Relational Dynamic Bayesian Network Modeling for Uncertainty Quantification and Propagation in Airline Disruption Management

Disruption management during the airline scheduling process can be compartmentalized into proactive and reactive processes depending upon the time of schedule execution. The state of the art for decision-making in airline disruption management involves a heuristic human-centric approach that does not categorically study uncertainty in proactive and reactive processes for managing airline schedule disruptions.
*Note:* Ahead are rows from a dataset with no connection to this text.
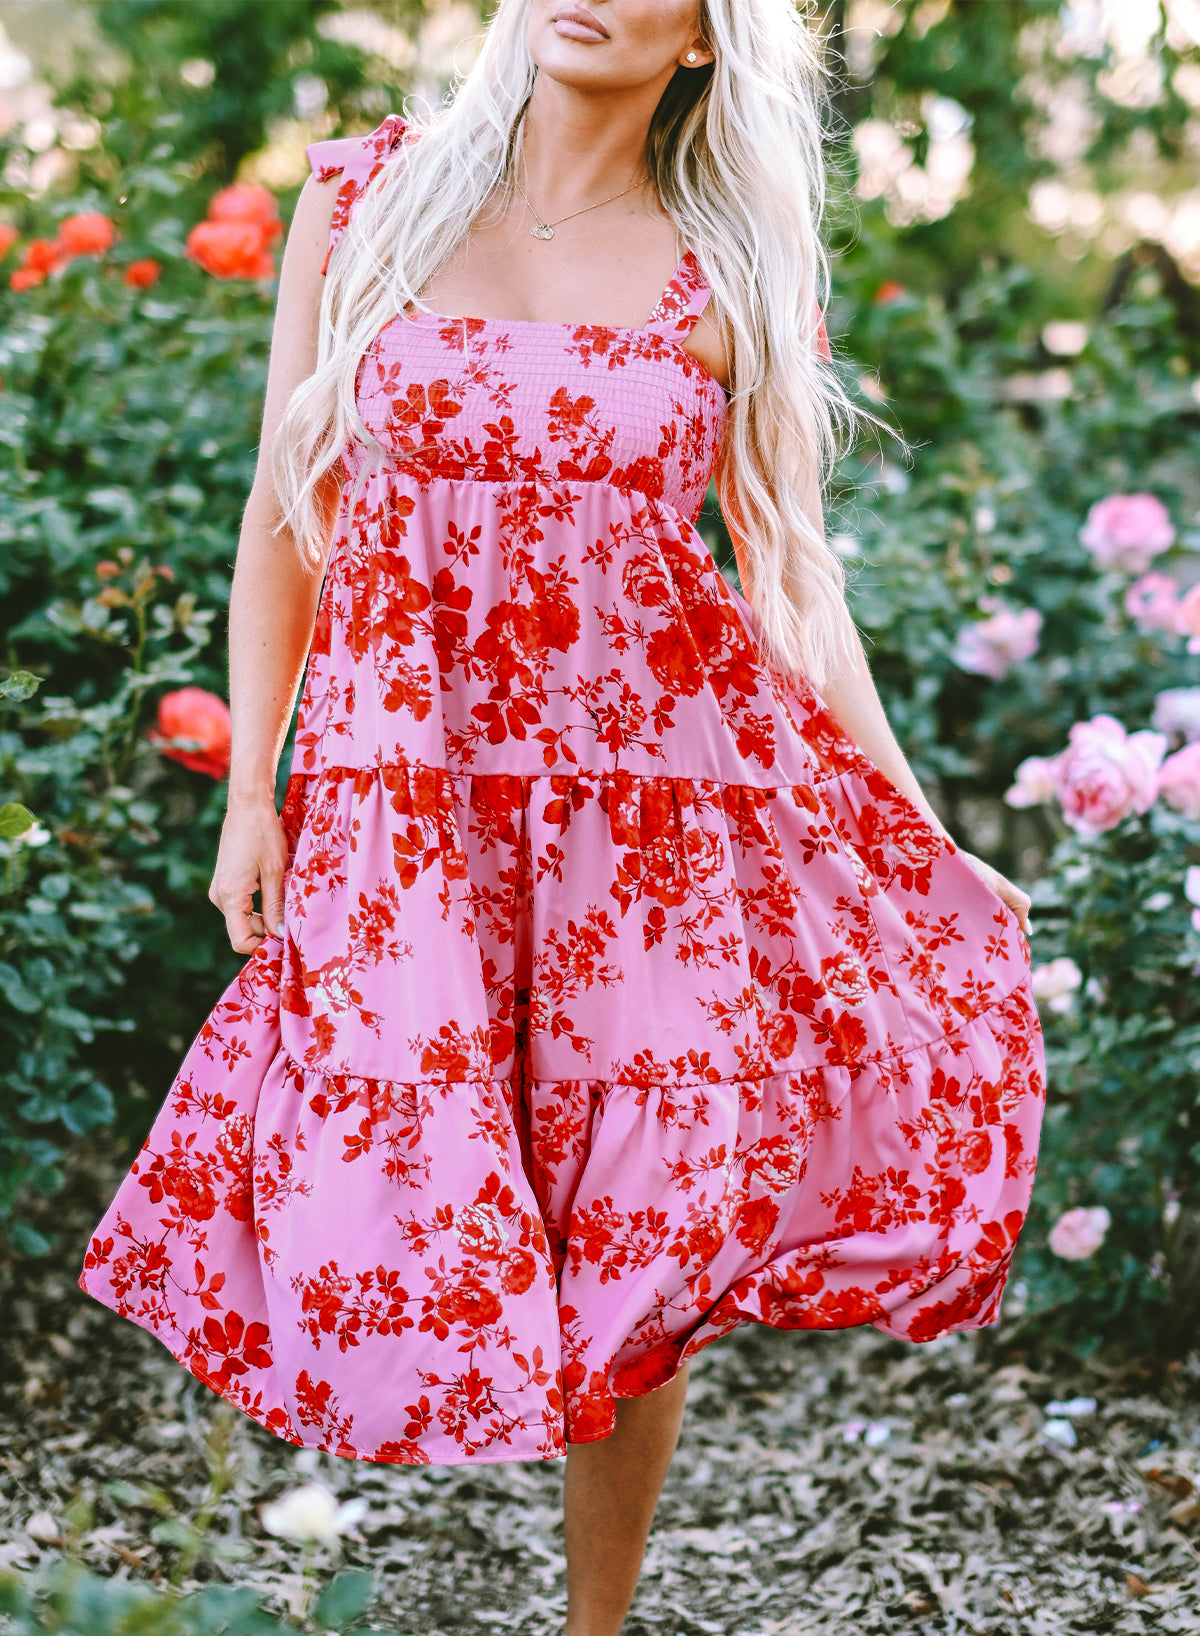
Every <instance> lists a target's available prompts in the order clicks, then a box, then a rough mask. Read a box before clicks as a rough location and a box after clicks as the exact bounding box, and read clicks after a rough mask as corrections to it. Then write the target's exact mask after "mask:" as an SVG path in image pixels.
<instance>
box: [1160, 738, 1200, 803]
mask: <svg viewBox="0 0 1200 1636" xmlns="http://www.w3.org/2000/svg"><path fill="white" fill-rule="evenodd" d="M1159 795H1161V797H1162V800H1164V802H1166V803H1167V807H1174V808H1175V811H1180V813H1185V815H1187V816H1189V818H1200V744H1185V746H1184V748H1182V749H1177V751H1175V754H1174V756H1167V759H1166V761H1164V762H1162V766H1161V767H1159Z"/></svg>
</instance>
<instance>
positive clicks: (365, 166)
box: [301, 113, 409, 272]
mask: <svg viewBox="0 0 1200 1636" xmlns="http://www.w3.org/2000/svg"><path fill="white" fill-rule="evenodd" d="M408 129H409V128H408V121H406V119H404V116H403V115H398V113H390V115H388V118H386V119H385V121H383V124H380V126H377V128H375V129H373V131H368V133H367V136H339V137H334V139H332V141H327V142H309V146H308V149H306V154H308V162H309V165H311V170H313V175H311V178H309V182H308V183H306V187H305V193H309V191H313V193H323V195H327V193H332V195H334V196H332V200H329V201H327V203H326V205H324V209H326V211H327V213H329V214H327V229H326V231H327V252H326V262H324V267H323V268H321V272H326V268H327V267H329V255H332V252H334V247H336V245H337V240H339V239H341V237H342V234H344V232H345V227H347V224H349V221H350V216H352V214H354V211H355V206H357V205H359V201H360V200H362V196H363V193H365V191H367V188H368V187H370V185H372V182H373V180H375V177H377V175H378V173H380V170H383V167H385V165H386V164H388V162H390V160H391V159H393V155H395V154H398V152H399V149H401V146H403V142H404V133H406V131H408ZM331 182H336V183H337V188H336V193H334V190H332V188H326V187H323V183H331ZM301 201H303V195H301Z"/></svg>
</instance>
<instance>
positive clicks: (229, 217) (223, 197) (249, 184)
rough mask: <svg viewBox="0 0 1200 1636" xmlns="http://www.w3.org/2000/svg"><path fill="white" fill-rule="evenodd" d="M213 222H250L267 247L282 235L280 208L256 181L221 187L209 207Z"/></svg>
mask: <svg viewBox="0 0 1200 1636" xmlns="http://www.w3.org/2000/svg"><path fill="white" fill-rule="evenodd" d="M208 219H210V221H249V222H252V224H254V226H255V227H257V229H259V232H260V236H262V242H264V244H275V240H277V239H278V236H280V234H282V232H283V222H282V221H280V208H278V203H277V200H275V195H273V193H270V191H268V190H267V188H262V187H259V183H257V182H234V185H232V187H231V188H221V191H219V193H214V195H213V198H211V200H210V205H208Z"/></svg>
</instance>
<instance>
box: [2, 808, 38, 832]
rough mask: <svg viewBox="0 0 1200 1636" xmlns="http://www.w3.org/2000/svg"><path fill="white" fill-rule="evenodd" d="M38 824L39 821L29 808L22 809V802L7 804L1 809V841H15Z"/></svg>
mask: <svg viewBox="0 0 1200 1636" xmlns="http://www.w3.org/2000/svg"><path fill="white" fill-rule="evenodd" d="M36 823H38V820H36V818H34V816H33V813H31V811H29V808H28V807H21V803H20V802H5V803H3V807H0V841H15V839H16V836H18V834H25V831H26V829H33V826H34V825H36Z"/></svg>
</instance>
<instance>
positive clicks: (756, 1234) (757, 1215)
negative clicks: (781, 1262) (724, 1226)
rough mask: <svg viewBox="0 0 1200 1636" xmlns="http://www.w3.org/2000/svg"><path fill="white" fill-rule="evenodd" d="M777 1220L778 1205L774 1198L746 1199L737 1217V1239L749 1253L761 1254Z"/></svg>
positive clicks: (754, 1254) (773, 1229)
mask: <svg viewBox="0 0 1200 1636" xmlns="http://www.w3.org/2000/svg"><path fill="white" fill-rule="evenodd" d="M778 1220H779V1206H778V1204H776V1202H774V1199H747V1202H745V1204H743V1206H742V1209H740V1211H738V1217H737V1235H738V1240H740V1242H742V1243H743V1245H745V1247H747V1250H750V1253H751V1255H761V1252H763V1248H765V1247H766V1242H768V1238H769V1237H771V1234H773V1232H774V1224H776V1222H778Z"/></svg>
Hence, this paper introduces an uncertainty transfer function model (UTFM) framework that characterizes uncertainty for proactive airline disruption management before schedule execution, reactive airline disruption management during schedule execution, and proactive airline disruption management after schedule execution to enable the construction of quantitative tools that can allow an intelligent agent to rationalize complex interactions and procedures for robust airline disruption management. Specifically, we use historical scheduling and operations data from a major U.S. airline to facilitate the development and assessment of the UTFM, defined by hidden Markov models (a special class of probabilistic graphical models) that can efficiently perform pattern learning and inference on portions of large data sets. We employ the UTFM to assess two independent and separately disrupted flight legs from the airline route network. Assessment of a flight leg from Dallas to Houston, disrupted by air traffic control hold for bad weather at Dallas, revealed that proactive disruption management for turnaround in Dallas before schedule execution is impractical because of zero transition probability between turnaround and taxi-out.